A show-of-hands vote is also open to manipulation and corruption

Dear Editor,

I refer to SN story of January 12, ‘Secret balloting poses danger – Jagdeo,’ where it was reported, “President Bharrat Jagdeo on Monday warned that using a secret balloting process to decide on the PPP’s next presidential candidate could be dangerous as candidate hopefuls could promise persons things in order to get their votes.”

If President Jagdeo’s cognitive faculties are still intact, he would recognize that a show-of-hands vote is equally “dangerous” and is just as open to manipulation and corruption. Couldn’t a would-be candidate in this electoral scenario also “promise persons things in order to get their votes”?

President Jagdeo has just made the strongest possible argument for an open primary, namely, a vote involving all 2500 dues-paying members of the party.

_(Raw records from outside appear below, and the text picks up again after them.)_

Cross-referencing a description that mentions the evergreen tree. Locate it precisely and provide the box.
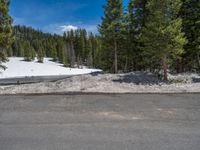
[142,0,186,81]
[37,48,44,63]
[0,0,13,69]
[99,0,124,73]
[125,0,147,70]
[180,0,200,71]
[23,41,35,61]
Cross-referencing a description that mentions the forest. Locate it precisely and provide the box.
[0,0,200,80]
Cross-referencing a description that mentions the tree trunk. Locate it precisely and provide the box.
[114,40,118,73]
[162,56,168,81]
[197,54,200,71]
[124,56,128,72]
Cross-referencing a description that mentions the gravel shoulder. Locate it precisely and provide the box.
[0,72,200,94]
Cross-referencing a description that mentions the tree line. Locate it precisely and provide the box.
[7,25,100,67]
[99,0,200,80]
[0,0,200,80]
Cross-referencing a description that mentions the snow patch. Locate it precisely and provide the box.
[0,57,101,79]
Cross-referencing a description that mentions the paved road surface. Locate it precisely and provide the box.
[0,94,200,150]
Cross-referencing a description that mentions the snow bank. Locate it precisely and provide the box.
[0,57,101,79]
[0,72,200,94]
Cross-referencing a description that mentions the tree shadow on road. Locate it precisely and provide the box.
[113,72,162,85]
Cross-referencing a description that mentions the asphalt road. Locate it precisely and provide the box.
[0,94,200,150]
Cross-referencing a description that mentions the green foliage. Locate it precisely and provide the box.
[141,0,187,80]
[180,0,200,71]
[0,0,13,69]
[99,0,125,73]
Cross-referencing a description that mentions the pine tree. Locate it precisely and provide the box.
[126,0,147,70]
[142,0,186,81]
[0,0,13,69]
[180,0,200,71]
[37,48,44,63]
[99,0,124,73]
[23,41,34,61]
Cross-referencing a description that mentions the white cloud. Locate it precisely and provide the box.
[60,25,78,32]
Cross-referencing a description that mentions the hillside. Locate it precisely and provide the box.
[0,57,101,79]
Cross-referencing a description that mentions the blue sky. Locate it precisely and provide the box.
[10,0,128,34]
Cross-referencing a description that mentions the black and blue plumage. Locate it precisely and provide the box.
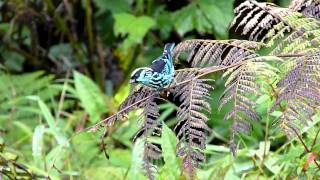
[130,43,175,90]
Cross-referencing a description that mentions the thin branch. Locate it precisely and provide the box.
[290,127,320,169]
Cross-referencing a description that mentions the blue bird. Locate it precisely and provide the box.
[130,43,175,90]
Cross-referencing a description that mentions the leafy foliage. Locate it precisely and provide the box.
[0,0,320,179]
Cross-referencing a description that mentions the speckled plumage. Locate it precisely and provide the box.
[130,43,174,90]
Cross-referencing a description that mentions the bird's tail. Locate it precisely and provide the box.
[163,43,175,54]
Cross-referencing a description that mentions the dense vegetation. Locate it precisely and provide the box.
[0,0,320,179]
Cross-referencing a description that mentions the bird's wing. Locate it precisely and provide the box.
[150,57,166,73]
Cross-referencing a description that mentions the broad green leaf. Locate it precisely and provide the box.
[73,71,108,122]
[93,0,130,15]
[85,166,127,180]
[172,0,234,39]
[161,123,180,179]
[27,96,69,146]
[114,13,155,49]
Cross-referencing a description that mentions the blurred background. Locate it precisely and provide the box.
[0,0,318,179]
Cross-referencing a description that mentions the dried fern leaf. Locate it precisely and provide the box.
[219,57,277,154]
[271,52,320,137]
[231,0,293,41]
[134,93,162,179]
[289,0,320,19]
[171,72,212,178]
[173,39,262,67]
[87,87,158,132]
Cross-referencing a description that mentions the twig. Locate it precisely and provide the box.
[290,127,320,169]
[311,127,320,150]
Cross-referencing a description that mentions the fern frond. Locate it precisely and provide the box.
[86,87,158,132]
[173,39,262,67]
[231,0,292,41]
[271,53,320,137]
[139,96,162,179]
[234,1,320,55]
[289,0,320,19]
[219,57,276,154]
[171,72,212,177]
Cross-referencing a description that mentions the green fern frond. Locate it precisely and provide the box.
[171,72,212,177]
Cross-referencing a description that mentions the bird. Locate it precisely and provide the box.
[130,43,175,90]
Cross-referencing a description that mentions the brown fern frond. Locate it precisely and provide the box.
[289,0,320,20]
[231,0,293,41]
[173,39,262,67]
[234,0,320,55]
[171,72,212,178]
[127,92,162,179]
[219,59,276,154]
[271,52,320,137]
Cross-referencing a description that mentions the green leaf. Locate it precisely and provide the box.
[161,123,180,179]
[172,0,234,39]
[27,96,69,146]
[32,125,46,167]
[73,71,108,122]
[85,166,127,180]
[93,0,130,15]
[114,13,156,49]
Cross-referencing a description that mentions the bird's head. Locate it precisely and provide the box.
[130,68,152,84]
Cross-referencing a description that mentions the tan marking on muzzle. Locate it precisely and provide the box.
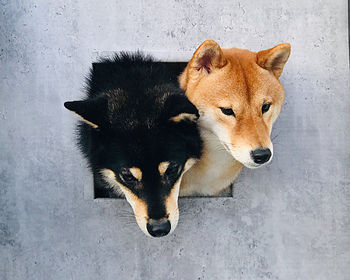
[101,168,150,236]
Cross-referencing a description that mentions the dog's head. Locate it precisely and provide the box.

I beg the President to let the members of the party exercise their right to vote for their next leader.

The broadest possible franchise is the standard practice in all democratic societies.
It is more legitimate than a system of 15 persons selecting their candidate, then having these fifteen sitting within another group of thirty-five pressuring them to rubber-stamp their selection.

President Jagdeo, as he is getting ready to leave office, should think of this: What better legacy can he leave behind to guide his party for the next 100 years?